Furthermore, there are distinct advantages to operating in a moving bed mode as opposed to a fixed bed mode. For example, fixed catalyst beds deactivate over time resulting in a declining level of performance. Moving beds, on the other hand, enable deactivated catalyst to be removed and fresh or regenerated catalyst to be added to the reactor to provide a continuous level of performance. Generally speaking, a moving bed operation requires less catalyst and less hydrocarbon inventory than a fixed bed operation of the same capacity, see U.S. Pat. No. 5,849,976.

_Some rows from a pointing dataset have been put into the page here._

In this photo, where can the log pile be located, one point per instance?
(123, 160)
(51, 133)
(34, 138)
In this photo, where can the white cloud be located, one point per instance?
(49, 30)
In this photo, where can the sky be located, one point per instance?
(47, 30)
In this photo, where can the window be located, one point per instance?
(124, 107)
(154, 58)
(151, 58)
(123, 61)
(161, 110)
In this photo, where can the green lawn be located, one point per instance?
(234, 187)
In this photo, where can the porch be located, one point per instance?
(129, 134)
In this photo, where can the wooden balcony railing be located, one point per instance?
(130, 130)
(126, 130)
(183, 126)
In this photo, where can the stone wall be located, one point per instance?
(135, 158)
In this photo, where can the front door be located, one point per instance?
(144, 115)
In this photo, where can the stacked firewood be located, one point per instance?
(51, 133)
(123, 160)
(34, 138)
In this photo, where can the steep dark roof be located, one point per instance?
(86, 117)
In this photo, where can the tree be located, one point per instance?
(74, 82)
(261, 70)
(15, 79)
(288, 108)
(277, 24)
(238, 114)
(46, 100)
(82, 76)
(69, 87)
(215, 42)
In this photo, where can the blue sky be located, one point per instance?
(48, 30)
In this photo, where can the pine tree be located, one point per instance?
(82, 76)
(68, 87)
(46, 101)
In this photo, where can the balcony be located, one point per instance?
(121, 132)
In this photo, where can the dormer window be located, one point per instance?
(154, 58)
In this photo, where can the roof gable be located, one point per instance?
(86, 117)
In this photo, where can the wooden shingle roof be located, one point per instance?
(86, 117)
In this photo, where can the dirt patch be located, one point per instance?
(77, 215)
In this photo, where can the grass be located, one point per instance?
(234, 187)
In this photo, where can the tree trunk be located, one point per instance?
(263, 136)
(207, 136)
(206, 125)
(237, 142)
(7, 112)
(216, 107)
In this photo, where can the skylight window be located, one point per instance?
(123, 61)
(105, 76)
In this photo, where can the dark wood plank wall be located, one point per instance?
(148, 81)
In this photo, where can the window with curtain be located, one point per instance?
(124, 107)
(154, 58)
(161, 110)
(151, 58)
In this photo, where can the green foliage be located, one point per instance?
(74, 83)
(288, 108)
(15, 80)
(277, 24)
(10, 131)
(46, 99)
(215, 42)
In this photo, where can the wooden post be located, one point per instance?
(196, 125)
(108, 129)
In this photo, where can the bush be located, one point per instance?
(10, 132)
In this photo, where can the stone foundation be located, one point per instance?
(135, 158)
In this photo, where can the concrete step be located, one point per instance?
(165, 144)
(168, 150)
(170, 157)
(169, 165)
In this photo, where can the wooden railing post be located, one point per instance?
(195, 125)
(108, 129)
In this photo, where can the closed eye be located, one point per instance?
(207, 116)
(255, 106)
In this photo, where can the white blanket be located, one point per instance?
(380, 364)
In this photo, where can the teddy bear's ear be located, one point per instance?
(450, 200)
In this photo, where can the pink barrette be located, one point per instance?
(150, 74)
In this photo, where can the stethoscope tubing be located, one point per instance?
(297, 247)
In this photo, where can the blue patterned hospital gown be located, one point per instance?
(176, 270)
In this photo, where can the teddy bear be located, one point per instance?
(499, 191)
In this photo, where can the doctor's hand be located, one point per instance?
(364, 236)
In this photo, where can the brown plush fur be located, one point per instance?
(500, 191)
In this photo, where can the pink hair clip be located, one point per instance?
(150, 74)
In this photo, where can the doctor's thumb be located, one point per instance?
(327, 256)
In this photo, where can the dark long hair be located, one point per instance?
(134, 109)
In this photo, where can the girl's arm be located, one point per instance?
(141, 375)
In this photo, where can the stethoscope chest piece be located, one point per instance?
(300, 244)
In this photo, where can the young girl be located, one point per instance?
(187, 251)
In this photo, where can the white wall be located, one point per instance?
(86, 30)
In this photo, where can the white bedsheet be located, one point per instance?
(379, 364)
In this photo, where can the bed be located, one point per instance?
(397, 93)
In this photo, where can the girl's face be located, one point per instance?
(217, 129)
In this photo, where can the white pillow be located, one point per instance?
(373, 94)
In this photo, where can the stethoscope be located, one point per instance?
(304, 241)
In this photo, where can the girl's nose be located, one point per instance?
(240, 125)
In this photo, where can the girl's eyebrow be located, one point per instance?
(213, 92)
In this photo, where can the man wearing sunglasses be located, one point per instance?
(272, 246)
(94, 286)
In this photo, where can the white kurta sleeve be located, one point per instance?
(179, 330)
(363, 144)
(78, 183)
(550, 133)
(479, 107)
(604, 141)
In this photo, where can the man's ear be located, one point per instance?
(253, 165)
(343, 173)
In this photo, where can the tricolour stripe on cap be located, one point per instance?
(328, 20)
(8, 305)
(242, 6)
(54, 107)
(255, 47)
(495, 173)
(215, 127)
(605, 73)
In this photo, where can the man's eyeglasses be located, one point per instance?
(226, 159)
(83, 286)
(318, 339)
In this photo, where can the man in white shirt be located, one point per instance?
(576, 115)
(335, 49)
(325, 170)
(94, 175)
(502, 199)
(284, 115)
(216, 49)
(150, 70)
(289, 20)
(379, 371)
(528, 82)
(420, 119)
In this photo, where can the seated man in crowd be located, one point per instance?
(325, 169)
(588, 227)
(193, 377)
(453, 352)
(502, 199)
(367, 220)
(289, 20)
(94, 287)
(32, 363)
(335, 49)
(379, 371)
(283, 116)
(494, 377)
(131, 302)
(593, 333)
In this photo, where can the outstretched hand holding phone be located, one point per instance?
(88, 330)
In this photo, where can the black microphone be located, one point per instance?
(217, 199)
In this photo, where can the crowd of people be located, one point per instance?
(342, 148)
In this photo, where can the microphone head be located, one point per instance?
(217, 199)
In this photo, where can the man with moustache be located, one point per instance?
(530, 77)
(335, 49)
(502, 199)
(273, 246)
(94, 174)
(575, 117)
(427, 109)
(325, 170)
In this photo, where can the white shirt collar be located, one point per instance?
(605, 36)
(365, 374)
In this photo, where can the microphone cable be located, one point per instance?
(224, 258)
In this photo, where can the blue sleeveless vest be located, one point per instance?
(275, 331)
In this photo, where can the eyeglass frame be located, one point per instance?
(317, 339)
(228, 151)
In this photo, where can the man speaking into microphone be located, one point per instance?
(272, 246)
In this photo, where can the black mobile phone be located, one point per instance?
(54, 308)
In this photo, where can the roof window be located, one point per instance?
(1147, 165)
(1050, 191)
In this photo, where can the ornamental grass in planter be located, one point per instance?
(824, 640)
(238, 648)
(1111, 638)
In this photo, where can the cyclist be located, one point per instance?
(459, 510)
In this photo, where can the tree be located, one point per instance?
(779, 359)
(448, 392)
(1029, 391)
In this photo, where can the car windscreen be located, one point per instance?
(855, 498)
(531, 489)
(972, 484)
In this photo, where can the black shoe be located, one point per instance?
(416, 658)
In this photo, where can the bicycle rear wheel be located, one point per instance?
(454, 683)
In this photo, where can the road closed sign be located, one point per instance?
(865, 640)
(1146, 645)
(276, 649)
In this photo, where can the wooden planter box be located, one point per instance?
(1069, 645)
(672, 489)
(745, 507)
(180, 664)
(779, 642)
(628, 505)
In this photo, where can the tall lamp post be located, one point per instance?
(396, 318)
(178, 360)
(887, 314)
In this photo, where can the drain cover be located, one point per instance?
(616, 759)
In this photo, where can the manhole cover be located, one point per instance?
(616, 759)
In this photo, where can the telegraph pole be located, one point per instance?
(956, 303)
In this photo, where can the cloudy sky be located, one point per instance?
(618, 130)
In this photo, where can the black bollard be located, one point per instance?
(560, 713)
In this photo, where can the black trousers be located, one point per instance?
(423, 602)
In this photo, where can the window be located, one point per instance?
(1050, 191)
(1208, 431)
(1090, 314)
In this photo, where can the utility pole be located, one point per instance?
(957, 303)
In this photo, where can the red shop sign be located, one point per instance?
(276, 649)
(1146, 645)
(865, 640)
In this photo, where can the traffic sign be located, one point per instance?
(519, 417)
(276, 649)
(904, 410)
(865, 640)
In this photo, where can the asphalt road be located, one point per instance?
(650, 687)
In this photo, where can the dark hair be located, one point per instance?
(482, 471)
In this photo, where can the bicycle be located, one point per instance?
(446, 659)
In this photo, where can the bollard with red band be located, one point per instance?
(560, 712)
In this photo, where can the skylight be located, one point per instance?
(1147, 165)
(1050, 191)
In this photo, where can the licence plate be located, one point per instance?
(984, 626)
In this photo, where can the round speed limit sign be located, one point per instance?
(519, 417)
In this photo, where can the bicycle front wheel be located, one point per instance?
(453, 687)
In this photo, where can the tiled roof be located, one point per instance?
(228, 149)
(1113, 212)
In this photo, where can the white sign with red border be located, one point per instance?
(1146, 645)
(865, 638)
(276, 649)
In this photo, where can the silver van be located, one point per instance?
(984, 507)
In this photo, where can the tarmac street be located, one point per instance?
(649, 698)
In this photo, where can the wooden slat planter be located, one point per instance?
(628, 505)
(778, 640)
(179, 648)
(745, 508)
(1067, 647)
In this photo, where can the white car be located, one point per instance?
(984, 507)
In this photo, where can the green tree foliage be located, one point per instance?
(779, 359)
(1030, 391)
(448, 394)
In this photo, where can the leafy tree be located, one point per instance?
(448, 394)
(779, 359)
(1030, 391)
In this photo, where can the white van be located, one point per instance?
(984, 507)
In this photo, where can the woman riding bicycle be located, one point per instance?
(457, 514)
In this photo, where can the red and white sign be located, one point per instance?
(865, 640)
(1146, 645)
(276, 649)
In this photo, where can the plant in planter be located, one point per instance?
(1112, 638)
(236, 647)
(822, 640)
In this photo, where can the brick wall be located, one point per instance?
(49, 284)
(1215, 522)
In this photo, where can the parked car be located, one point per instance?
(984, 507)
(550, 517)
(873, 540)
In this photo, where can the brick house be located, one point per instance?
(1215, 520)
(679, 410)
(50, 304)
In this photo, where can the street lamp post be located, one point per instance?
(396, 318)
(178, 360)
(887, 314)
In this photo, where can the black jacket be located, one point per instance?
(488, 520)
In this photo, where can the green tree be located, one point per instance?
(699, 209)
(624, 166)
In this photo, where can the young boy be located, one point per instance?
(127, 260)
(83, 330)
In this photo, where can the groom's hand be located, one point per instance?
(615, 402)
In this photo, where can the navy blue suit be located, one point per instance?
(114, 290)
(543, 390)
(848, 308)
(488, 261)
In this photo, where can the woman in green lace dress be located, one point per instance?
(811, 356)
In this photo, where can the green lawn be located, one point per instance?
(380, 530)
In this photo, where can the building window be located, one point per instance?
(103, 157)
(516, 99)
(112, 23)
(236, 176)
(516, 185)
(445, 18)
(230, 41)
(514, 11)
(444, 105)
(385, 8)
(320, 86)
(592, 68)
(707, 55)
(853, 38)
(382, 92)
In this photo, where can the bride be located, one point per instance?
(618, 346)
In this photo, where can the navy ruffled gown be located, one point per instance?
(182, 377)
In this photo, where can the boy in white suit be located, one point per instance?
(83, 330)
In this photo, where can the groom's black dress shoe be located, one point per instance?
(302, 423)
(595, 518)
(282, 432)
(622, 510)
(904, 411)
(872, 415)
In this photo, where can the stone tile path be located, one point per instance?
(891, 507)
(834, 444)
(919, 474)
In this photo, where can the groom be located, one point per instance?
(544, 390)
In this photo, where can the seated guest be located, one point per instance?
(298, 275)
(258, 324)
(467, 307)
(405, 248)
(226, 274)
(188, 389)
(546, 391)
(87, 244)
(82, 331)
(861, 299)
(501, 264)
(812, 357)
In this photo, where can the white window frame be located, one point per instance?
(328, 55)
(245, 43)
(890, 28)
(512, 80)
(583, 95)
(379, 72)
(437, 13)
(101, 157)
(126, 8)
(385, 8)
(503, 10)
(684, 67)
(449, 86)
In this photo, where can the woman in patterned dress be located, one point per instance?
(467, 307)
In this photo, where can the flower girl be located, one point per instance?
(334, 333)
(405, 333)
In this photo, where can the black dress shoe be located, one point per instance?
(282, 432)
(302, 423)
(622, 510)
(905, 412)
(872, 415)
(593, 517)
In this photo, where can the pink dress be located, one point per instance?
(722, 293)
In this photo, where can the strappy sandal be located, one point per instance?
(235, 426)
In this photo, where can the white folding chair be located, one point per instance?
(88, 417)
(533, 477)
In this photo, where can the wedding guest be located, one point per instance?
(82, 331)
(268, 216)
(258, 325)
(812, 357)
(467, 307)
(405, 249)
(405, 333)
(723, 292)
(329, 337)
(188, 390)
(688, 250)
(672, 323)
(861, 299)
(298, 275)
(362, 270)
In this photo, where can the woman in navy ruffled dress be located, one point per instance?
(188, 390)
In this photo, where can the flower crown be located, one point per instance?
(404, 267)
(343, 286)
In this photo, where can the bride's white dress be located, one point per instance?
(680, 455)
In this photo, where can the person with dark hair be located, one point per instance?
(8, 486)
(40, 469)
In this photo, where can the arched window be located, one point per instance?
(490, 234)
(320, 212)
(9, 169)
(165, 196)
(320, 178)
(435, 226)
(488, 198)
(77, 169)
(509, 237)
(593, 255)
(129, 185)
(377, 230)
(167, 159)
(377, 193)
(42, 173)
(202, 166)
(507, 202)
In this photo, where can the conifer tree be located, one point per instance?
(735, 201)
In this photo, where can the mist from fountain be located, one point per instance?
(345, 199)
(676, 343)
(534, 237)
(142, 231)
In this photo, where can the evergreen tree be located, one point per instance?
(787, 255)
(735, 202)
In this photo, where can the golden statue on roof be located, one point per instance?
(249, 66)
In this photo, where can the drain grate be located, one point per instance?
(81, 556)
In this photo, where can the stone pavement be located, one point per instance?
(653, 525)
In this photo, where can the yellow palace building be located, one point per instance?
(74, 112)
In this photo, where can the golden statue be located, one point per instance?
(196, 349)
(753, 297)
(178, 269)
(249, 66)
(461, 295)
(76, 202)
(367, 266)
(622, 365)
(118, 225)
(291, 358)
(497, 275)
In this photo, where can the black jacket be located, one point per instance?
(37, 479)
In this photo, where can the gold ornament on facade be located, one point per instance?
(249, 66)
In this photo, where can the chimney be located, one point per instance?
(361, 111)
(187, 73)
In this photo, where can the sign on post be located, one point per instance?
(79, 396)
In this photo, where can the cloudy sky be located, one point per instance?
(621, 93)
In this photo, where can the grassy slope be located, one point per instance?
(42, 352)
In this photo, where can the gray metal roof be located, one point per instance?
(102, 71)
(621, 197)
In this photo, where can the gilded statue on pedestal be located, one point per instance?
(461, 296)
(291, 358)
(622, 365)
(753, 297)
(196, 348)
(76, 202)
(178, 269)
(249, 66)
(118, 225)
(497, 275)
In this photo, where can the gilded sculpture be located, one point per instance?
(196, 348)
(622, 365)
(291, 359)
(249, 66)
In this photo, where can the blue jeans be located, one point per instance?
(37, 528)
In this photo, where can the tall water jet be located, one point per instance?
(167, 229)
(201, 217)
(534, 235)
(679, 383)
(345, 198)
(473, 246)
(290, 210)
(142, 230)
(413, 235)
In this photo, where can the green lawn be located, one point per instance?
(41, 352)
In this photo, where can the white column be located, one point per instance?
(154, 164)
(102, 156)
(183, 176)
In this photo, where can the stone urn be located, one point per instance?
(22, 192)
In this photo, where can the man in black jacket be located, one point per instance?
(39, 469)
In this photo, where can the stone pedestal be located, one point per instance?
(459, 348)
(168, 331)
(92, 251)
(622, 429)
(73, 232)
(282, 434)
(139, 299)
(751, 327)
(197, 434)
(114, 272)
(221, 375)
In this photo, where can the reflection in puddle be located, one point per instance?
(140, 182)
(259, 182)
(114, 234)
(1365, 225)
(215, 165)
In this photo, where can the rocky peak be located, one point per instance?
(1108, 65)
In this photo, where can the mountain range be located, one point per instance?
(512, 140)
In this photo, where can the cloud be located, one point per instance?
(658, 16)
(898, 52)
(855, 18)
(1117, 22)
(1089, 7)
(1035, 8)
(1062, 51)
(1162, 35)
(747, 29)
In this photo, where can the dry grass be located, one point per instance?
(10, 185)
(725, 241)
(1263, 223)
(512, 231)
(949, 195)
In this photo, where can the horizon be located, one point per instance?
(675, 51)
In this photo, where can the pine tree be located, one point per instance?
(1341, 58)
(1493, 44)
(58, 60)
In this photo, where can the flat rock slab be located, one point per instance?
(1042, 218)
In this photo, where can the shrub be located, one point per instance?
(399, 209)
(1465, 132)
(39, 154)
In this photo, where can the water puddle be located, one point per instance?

Similarly, there are advantages to multiple moving bed reaction zones over a single moving bed process. Multiple reaction zone enable the liquid effluent to be mixed with additional hydrogen. Increasing the number of hydrogen mix points reduces the amount of liquid recycle. Lower liquid recycle reduces the capital and operating costs of the unit. Also, multiple reaction zone beds enable the liquid effluent from each reaction zone bed to be cooled. Increasing the number of cooling points can reduce the liquid recycle if the cooling achieved by mixing with hydrogen is not sufficient.
Although a wide variety of process flow schemes, operating conditions and catalysts have been used in commercial petroleum hydrocarbon conversion processes, there is always a demand for new methods and flow schemes that provide more useful products and improved product characteristics. In many cases, even minor variations in process flows or operating conditions can have significant effects on both quality and product selection. There generally is a need to balance economic considerations, such as capital expenditures and operational utility costs, with the desired quality of the produced products.